The Chota Batashewala and the domed Mughal tomb can be considered contemporary because of their location in the complex and their architectural character.
In addition to their historical significance, their association with the Mughal royal family and the architectural significance of the unique plan for all three structures, the tombs stand within a significant archaeological zone comprising of other 16th and 17th century garden-tombs.

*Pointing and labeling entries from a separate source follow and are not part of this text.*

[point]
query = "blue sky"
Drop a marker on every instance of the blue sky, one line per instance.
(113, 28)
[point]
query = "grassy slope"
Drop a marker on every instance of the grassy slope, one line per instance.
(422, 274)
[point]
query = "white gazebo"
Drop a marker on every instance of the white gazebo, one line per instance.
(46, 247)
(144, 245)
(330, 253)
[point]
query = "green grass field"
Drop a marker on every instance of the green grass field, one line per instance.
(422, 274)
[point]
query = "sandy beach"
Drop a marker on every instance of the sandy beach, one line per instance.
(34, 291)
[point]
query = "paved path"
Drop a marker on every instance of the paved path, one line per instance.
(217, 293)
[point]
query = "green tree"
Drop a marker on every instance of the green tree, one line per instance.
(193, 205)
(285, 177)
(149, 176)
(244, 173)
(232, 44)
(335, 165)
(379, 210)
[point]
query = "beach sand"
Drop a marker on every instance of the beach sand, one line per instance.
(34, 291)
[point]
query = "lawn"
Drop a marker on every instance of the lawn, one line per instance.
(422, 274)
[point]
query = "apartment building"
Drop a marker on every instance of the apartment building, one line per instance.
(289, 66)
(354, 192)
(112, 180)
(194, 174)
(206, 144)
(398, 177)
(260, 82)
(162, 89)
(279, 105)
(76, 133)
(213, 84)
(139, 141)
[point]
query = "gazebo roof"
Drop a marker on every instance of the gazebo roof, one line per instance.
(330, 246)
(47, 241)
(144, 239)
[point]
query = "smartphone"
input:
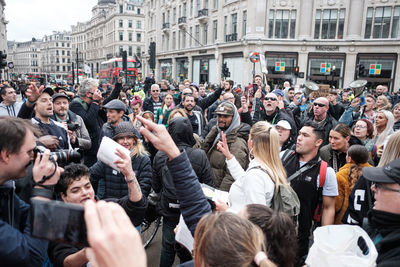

The restoration of the 11-acre “Batashewala complex” – undertaken by the Aga Khan Trust for Culture in collaboration with the Archaeological Survey of India with a grant from the U.S Ambassador’s Fund for Cultural Preservation. The complex includes three 16th century garden-tombs, including the tomb of Mirza Muzaffar Hussain, grand-nephew of Emperor Humayun and son-in-law of Emperor Akbar. The Complex, which is adjacent to the Humayun’s Tomb world heritage site, had suffered from decades of neglect and inappropriate development. The conservation efforts on the complex by the Aga Khan Trust for Culture began in 2011, following a US$ 750,000.00 grant from the U.S Ambassador’s Fund for Cultural Preservation. The multi-disciplinary team worked towards reversing the damage through a painstaking, craft-based effort aimed at restoring the historic architectural character of the site. Traditional materials and building techniques were employed in order to replace 20th century alterations carried out with modern materials, such as cement. Portions of the structures and the enclosure walls – demolished in 1989 to create a camp site – were reconstructed. The Mughal char-bagh landscape design of the two enclosed gardens was restored. Trees favoured by the Mughals – mango, neem, citrus, amongst others – were planted.